In July the Old Bailey sentenced Colin Holtom, a builder, to 3 years’ imprisonment after a 15-year-old boy, Adam Gosling, was killed whilst working on a building site in April 2007. Fifteen year olds have been banned from working on construction sites for almost 100 years. The investigation which was led by the Police concluded that there was inadequate PPE, no risk assessment, no training and minimal supervision.

The incident occurred when work was being undertaken on an outdoor swimming pool and a pool house, which was being demolished. The work exposed a 22ft long wall that was 7ft high with a large crack running almost down its centre.
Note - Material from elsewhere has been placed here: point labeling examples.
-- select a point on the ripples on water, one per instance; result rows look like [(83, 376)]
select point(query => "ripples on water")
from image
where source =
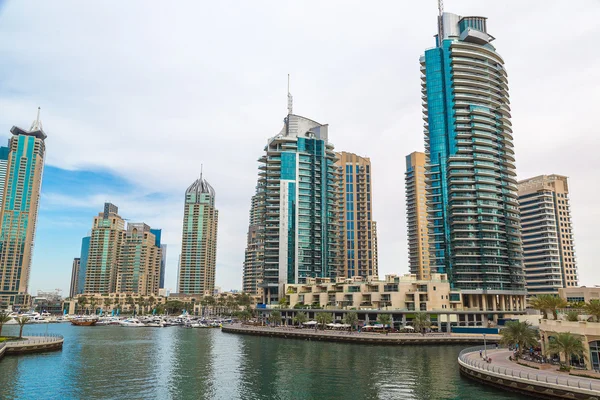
[(177, 363)]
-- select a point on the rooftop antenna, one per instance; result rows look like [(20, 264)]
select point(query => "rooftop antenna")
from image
[(290, 100), (37, 124), (440, 22)]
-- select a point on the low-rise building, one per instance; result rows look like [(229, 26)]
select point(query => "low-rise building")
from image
[(580, 294), (405, 293), (588, 331)]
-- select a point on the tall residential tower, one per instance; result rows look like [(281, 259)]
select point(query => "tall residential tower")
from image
[(19, 210), (547, 234), (416, 215), (358, 231), (474, 232), (198, 257)]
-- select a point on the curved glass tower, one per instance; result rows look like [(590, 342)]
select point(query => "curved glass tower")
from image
[(471, 181)]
The wall was deemed unsafe and required demolition. On 23 April 2007, Adam Gosling was working at the site along with his brother. Without proper discussion, instruction or supervision, Holtom told the boys to begin demolishing the unsafe wall. When Adam approached Holtom half way through the demolition to seek his advice, Holtom still took no action and did not inspect the danger area.

During the demolition the wall began to lean in the direction of a neighbour’s garden and on seeking Holtom’s advice Adam was told to go into the neighbours garden and push the wall back. As he did so, the wall fell towards him trapping him against the garage and fatally injuring him. Adam’s older brother witnessed his death.

Holtom pleaded guilty to manslaughter and breach of health and safety legislation and received custodial sentences. Darren Fowler, a sub-contractor who was also involved with the work, received a 12-month prison sentence for working as a company manager while disqualified and was therefore convicted under Section 37 for a breach of Section 2 of the Health and Safety at Work etc. Act 1974.

Meanwhile on 30 July a gas fitter from Brecon, Peter Tongue, was jailed for three years for gross negligence manslaughter and health and safety offences having been found guilty by a jury at Cardiff Crown Court.

Two people died from carbon monoxide poisoning from a warm air central heating system that gas fitter Mr Tongue had worked on at their home in December 2006. Mr Tongue had let his accreditation to work on the particular system lapse three years prior to the incident and as a result, his knowledge of the system was out of date. The HSE warned that gas engineers working outside their assessed competence can cost them their liberty and others their lives.

All gas engineers must be gas safe registered and carry a card detailing the appliances that they are permitted to work on. The Gas Safe Register replaced CORGI Gas Registration in the UK earlier this year.